Best for: historians and Harry Potter fans.
Duration: 2-3 days.
Need to know: Daniel Radcliffe, Emma Watson and JK Rowling have all stayed at super-luxe Inverlochy Castle.

Loch Eil, Scotland, UKPixabay/CC0

6. Chase Welsh dragons over the Black Mountain Pass

The shortest road trip of the bunch, this epic mountain road more than makes up for it with spectacular Brecon Beacons scenery, unrivalled views of the Tywi Valley and the kind of hairpin bends and switchbacks that’d bring a Swiss Alpine engineer out in hives.

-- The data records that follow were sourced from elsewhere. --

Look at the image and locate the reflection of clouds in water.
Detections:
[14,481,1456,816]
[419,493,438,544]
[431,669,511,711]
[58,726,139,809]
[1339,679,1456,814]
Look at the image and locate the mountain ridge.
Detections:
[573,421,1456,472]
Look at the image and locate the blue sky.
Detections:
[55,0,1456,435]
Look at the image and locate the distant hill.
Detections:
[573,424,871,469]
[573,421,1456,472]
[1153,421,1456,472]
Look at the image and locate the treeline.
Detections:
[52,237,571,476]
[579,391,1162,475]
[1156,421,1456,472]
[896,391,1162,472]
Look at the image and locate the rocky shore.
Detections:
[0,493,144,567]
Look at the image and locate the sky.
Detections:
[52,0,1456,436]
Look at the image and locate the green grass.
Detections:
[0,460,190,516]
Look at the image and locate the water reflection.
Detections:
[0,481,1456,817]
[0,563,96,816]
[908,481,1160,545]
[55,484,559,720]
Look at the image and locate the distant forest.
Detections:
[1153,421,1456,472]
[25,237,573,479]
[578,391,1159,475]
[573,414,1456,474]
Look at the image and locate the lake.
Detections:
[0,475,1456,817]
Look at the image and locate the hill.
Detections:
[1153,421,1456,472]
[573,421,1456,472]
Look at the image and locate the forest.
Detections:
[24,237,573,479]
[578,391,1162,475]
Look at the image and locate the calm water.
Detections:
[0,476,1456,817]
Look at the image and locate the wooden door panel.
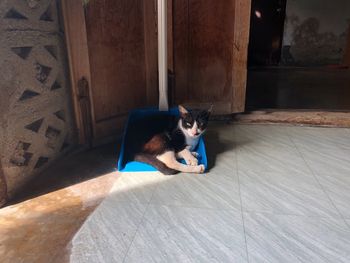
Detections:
[174,0,235,113]
[85,0,147,127]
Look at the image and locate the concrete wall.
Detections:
[0,0,73,203]
[282,0,350,66]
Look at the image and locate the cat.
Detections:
[125,105,213,175]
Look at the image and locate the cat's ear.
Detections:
[179,105,188,117]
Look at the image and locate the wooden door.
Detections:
[62,0,250,143]
[62,0,157,142]
[173,0,250,114]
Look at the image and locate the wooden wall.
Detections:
[173,0,235,113]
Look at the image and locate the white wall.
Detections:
[283,0,350,66]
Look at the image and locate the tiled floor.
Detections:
[70,125,350,263]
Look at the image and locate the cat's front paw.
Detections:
[196,164,205,174]
[185,156,198,166]
[191,152,199,159]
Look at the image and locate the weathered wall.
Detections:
[0,0,73,203]
[282,0,350,66]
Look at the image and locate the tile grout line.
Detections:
[122,183,158,263]
[288,133,350,228]
[233,130,250,263]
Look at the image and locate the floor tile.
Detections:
[151,170,240,209]
[111,172,164,204]
[239,171,340,217]
[233,125,294,147]
[70,196,146,263]
[237,146,310,173]
[288,127,350,150]
[244,213,350,263]
[125,206,247,263]
[298,147,350,174]
[317,173,350,219]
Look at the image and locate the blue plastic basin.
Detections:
[117,107,208,172]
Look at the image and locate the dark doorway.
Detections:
[248,0,286,67]
[246,0,350,111]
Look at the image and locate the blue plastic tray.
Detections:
[117,107,208,172]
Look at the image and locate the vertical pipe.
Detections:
[158,0,169,111]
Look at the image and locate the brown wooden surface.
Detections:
[62,0,95,144]
[343,26,350,67]
[232,0,251,113]
[143,1,158,106]
[0,162,7,207]
[85,0,147,123]
[174,0,235,113]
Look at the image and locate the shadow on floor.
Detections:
[7,142,120,205]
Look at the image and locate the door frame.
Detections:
[61,0,158,144]
[61,0,251,144]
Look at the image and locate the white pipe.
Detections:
[157,0,169,111]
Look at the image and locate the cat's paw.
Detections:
[191,152,199,158]
[197,164,205,174]
[185,156,198,166]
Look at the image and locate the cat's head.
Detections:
[179,105,213,137]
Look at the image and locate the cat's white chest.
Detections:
[185,136,199,151]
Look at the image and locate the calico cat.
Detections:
[125,105,212,175]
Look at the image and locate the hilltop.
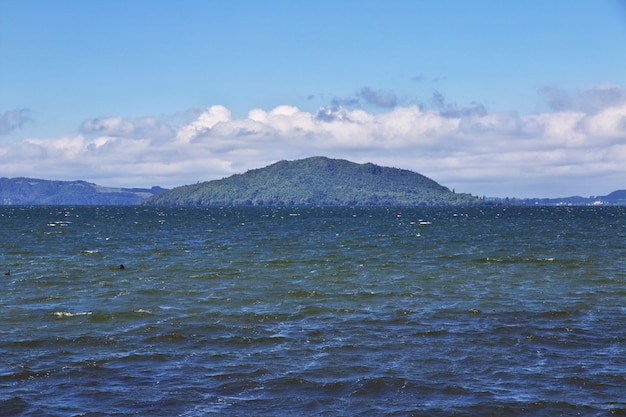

It rolls between Llandovery in the north, crossing the dragon’s humps of Pont Aber and Herbert’s Pass past jaw-dropping viewpoints, before sinking low and cascading down to the village of Gwaun-Cae-Gurwen. Along the way, you’ll be met by rustic farmhouses, ruddy-faced farmers, wayward sheep and perhaps the odd motoring journalist. Thanks to ex-BBC host Jeremy Clarkson, it’s also known as the Top Gear road and is enduringly popular with test drivers.

Best for: Top Gear fans.
How long: one day, though it’s far better to extend your trip and stay in the Brecon Beacons area for at least 48 hours. The A470 running through the park’s east is also highly recommended.
Need to know: make sure to tackle the route north to south.